Publié par Céline Tridon le - mis à jour à

Les affres de la fast fashion poussent le secteur du prêt-à-porter à revoir sa copie. En face, les industriels proposent des matériaux plus responsables et surtout moins générateurs de déchets. Circularité et innovation dicteront le futur du prêt-à-porter !

Ce qui est déjà fait n'est plus à faire : cela pourrait devenir la devise du prêt-à-porter. Le secteur opère sa mue verte - depuis quelques années déjà -, l'enjeu étant désormais de proposer la meilleure réponse possible à la génération de matériaux. Le recyclage, la gestion des déchets et la circularité amènent les industriels à plancher sur de nouveaux produits et process de création. La Loi Agec, relative à la lutte contre le gaspillage et à l'économie circulaire, a en effet posé les fondements de pratiques plus vertueuses : il est désormais interdit de détruire ses stocks d'invendus, au profit du réemploi, du don ou du recyclage.

Plus récemment, fin 2023, de nouvelles exigences à l'échelle européenne ont été adoptées : la conception des produits textiles doit limiter leur impact sur l'environnement, les rendre plus fiables, réutilisables et réparables, mais aussi plus faciles à recycler et moins gourmands en matière de ressources consommées.
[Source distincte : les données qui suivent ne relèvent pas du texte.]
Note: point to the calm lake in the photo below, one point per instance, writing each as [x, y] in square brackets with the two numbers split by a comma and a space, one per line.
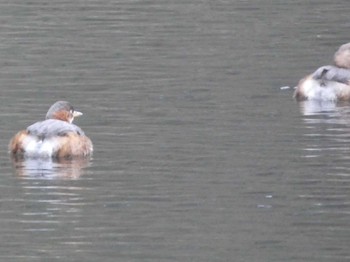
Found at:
[200, 155]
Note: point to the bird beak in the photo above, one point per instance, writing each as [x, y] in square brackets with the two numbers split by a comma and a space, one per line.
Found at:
[77, 113]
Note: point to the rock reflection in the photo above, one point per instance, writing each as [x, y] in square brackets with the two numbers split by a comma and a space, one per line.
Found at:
[50, 168]
[327, 128]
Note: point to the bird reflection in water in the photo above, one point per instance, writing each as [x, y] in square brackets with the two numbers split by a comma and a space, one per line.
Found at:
[50, 168]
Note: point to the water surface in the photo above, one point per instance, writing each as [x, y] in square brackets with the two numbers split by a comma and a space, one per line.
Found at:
[199, 156]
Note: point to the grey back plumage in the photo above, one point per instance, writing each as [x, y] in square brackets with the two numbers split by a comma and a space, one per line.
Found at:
[332, 73]
[53, 127]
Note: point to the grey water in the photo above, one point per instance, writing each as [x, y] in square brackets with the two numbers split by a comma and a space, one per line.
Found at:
[199, 153]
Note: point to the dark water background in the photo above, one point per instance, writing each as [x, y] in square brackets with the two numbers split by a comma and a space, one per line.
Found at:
[199, 156]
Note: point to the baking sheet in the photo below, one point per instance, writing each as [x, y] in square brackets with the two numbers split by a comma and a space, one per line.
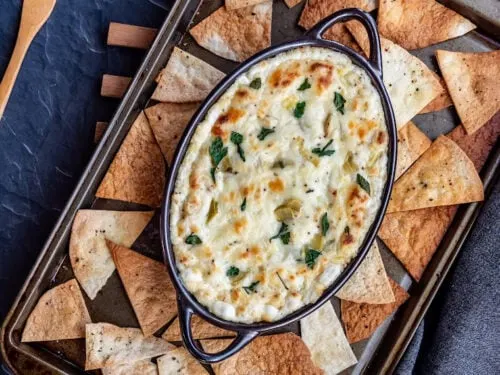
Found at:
[112, 305]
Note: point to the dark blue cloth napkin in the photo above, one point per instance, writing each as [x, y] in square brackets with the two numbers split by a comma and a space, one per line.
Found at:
[46, 139]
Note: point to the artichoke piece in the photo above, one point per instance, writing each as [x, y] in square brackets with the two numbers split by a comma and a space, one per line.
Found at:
[290, 209]
[213, 210]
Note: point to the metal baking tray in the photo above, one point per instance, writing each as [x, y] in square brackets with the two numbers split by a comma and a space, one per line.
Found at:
[379, 354]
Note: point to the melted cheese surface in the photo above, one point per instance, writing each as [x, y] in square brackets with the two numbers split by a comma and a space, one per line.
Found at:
[242, 271]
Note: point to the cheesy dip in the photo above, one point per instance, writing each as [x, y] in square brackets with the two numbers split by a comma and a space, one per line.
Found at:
[279, 185]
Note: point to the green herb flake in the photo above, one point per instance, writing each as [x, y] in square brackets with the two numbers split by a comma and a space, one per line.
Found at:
[325, 225]
[339, 102]
[233, 271]
[323, 151]
[264, 132]
[311, 257]
[305, 85]
[251, 288]
[299, 110]
[237, 139]
[363, 182]
[256, 83]
[193, 239]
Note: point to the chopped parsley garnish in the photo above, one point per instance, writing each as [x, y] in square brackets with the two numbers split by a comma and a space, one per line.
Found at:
[217, 153]
[363, 182]
[251, 288]
[193, 239]
[339, 102]
[311, 256]
[237, 139]
[283, 234]
[264, 132]
[325, 225]
[256, 83]
[305, 85]
[233, 271]
[299, 110]
[323, 151]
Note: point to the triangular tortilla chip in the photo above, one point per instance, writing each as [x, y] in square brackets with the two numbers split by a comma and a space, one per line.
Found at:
[276, 354]
[369, 284]
[412, 143]
[168, 121]
[60, 314]
[148, 288]
[362, 319]
[236, 34]
[443, 176]
[180, 362]
[185, 79]
[137, 173]
[325, 338]
[200, 328]
[472, 80]
[420, 23]
[409, 82]
[144, 367]
[90, 258]
[107, 345]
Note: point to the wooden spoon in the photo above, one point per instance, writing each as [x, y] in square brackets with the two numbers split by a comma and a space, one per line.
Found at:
[34, 14]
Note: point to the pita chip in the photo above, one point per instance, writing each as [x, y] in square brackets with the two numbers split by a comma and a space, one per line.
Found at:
[168, 121]
[186, 78]
[107, 345]
[472, 80]
[409, 82]
[144, 367]
[369, 284]
[180, 362]
[137, 173]
[148, 288]
[412, 143]
[271, 355]
[90, 258]
[200, 328]
[442, 176]
[325, 338]
[60, 314]
[419, 23]
[362, 319]
[236, 34]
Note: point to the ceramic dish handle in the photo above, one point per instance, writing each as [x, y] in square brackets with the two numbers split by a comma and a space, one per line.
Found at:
[241, 340]
[368, 22]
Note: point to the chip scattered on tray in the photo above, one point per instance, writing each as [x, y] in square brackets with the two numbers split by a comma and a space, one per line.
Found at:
[143, 367]
[362, 319]
[236, 34]
[275, 354]
[168, 121]
[473, 83]
[90, 258]
[148, 288]
[412, 143]
[409, 82]
[442, 176]
[369, 284]
[180, 362]
[107, 345]
[185, 79]
[420, 23]
[137, 173]
[200, 328]
[60, 314]
[325, 338]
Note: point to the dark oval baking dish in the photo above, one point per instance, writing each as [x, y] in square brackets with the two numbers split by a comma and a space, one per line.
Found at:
[187, 303]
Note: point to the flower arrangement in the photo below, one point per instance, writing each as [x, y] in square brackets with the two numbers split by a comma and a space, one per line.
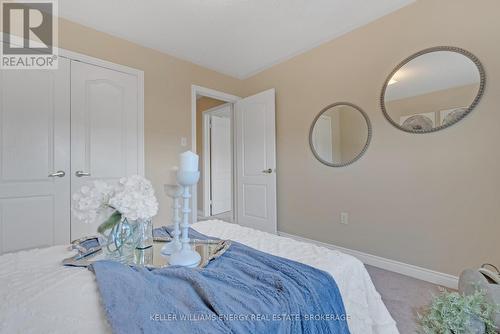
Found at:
[454, 313]
[132, 198]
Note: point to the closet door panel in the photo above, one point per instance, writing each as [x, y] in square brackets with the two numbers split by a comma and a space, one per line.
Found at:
[34, 143]
[104, 129]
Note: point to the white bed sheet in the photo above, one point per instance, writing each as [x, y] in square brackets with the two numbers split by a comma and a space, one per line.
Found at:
[38, 295]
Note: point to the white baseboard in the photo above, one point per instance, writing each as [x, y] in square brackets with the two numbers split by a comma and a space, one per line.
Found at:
[423, 274]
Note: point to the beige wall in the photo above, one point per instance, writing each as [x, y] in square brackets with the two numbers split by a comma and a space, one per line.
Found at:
[429, 200]
[202, 104]
[167, 102]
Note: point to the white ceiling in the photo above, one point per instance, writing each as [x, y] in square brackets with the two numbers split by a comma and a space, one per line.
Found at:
[432, 72]
[235, 37]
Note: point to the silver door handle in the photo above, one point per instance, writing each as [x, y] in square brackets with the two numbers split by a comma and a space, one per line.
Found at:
[59, 173]
[80, 173]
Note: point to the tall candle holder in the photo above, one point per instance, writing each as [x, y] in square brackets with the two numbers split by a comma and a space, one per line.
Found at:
[186, 256]
[174, 191]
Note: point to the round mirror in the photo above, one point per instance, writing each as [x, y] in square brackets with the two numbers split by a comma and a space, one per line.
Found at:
[340, 134]
[432, 89]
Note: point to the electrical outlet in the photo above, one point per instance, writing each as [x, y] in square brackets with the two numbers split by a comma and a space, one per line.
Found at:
[344, 218]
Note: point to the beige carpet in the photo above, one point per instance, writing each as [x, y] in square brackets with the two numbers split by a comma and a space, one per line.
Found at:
[403, 296]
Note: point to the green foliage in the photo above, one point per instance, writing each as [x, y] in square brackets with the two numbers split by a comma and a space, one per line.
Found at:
[110, 222]
[451, 313]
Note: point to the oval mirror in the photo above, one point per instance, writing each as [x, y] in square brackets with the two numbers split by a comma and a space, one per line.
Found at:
[432, 89]
[340, 134]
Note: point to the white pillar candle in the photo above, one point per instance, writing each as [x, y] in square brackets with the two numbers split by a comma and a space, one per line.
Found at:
[189, 162]
[173, 173]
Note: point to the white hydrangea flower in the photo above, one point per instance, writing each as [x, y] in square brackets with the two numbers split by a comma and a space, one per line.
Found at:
[134, 198]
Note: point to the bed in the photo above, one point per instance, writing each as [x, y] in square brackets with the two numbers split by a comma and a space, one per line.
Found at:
[40, 296]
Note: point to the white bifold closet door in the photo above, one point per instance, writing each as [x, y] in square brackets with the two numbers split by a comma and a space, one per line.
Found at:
[104, 129]
[59, 130]
[34, 146]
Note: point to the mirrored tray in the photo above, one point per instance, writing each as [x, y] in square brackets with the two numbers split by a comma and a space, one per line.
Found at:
[89, 251]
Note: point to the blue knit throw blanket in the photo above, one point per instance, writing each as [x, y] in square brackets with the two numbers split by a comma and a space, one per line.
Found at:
[244, 291]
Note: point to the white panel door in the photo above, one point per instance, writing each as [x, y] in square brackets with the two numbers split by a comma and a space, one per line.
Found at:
[104, 129]
[34, 143]
[256, 161]
[221, 164]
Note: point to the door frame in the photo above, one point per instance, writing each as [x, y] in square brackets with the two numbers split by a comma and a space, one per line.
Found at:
[75, 56]
[207, 156]
[208, 92]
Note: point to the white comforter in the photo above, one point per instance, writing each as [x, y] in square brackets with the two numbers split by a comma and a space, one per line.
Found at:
[38, 295]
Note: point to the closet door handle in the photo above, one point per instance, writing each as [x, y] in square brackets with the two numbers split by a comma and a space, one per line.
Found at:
[59, 173]
[80, 173]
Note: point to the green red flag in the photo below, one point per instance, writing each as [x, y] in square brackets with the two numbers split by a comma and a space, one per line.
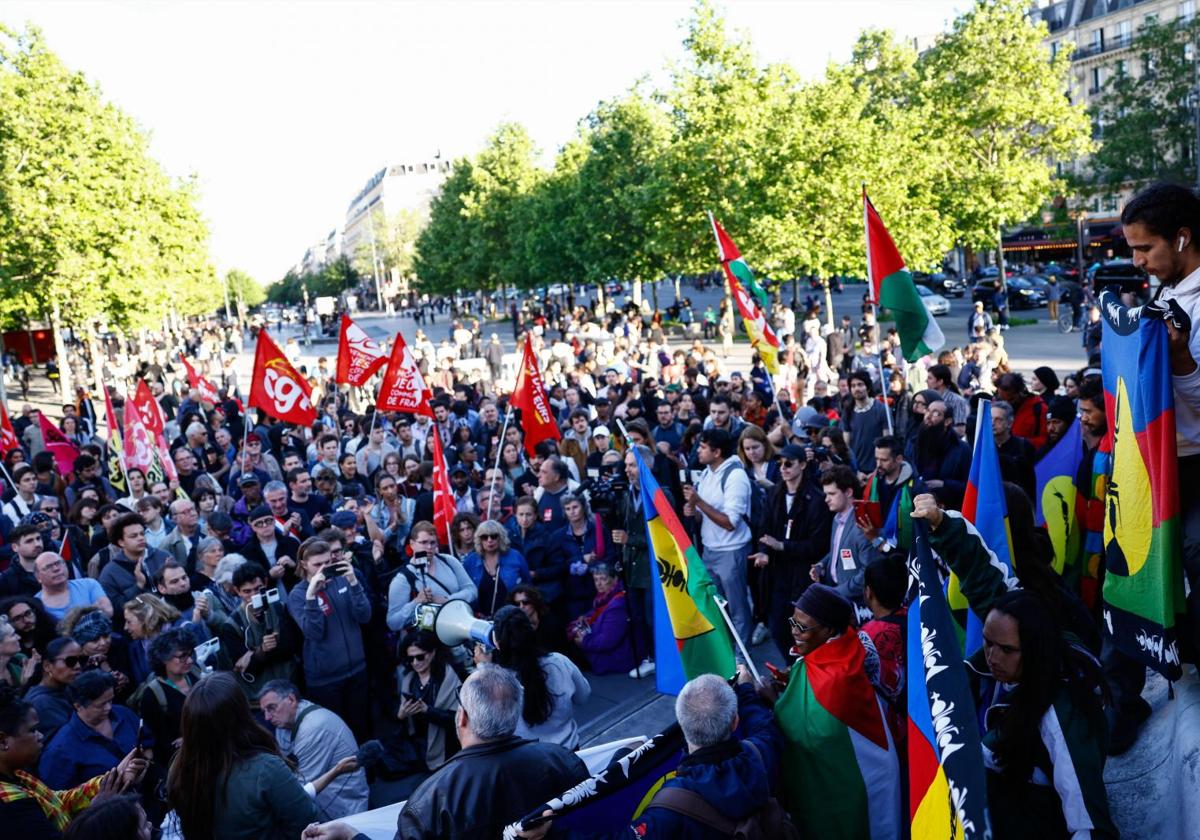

Autrement dit, la mode doit se nourrir de l'existant et repenser sa façon de produire. En France, de nombreuses TPE et PME du secteur n'ont pas attendu la promulgation des lois pour adopter une démarche plus vertueuse. Au même titre que certaines défendent le made in France, d'autres veillent aussi à réduire leurs déchets au strict minimum. Ainsi, Missègle, fabricant de produits en laine dans le Tarn, revalorise ses chutes de matière (qui correspondent à environ 10 % de la production) à travers une gamme de vêtements écoconçus (pulls, bonnet, mitaines, chaussettes) et réunis sous la marque Les Bobines de Missègle.

L'exemple de The Gentle Factory

Autre exemple que celui de l'entreprise The Gentle Factory, qui entend valoriser ses restes de production de manière inédite. « Nous ne voulions pas continuer à faire davantage de vêtements fabriqués à partir de nos chutes de production. Le risque étant de devoir rajouter du polyester issu de bouteilles en plastique pour donner plus de solidité au fil en coton recyclé et de contribuer alors à une pollution par microplastiques..., commente Christèle Merter, présidente de The Gentle Factory. Nous avons donc cherché d'autres opportunités, reprenant l'idée que le coton est constitué de cellulose. Cette dernière permet de produire de l'acétate... » Et de fil en aiguille, germe l'idée de créer des montures de lunettes à partir des chutes de tee-shirts en coton !

Les trois fondateurs de The Gentle Factory (anciens ingénieurs dans l'industrie textile) se rapprochent alors d'un acteur local, spécialiste des produits optiques, capable de mener à bien cette opération. « Nous avons réalisé plusieurs tests, avec différents essais de micronisation et différentes quantités de coton recyclé. Notre objectif était de recycler un maximum de coton. Cela nous a demandé près de 18 mois de recherche et développement. Ensuite, un partenaire opticien nous a accompagnés dans le dessin des montures. Depuis, les lunettes sont en vente sur notre site », poursuit Christèle Merter.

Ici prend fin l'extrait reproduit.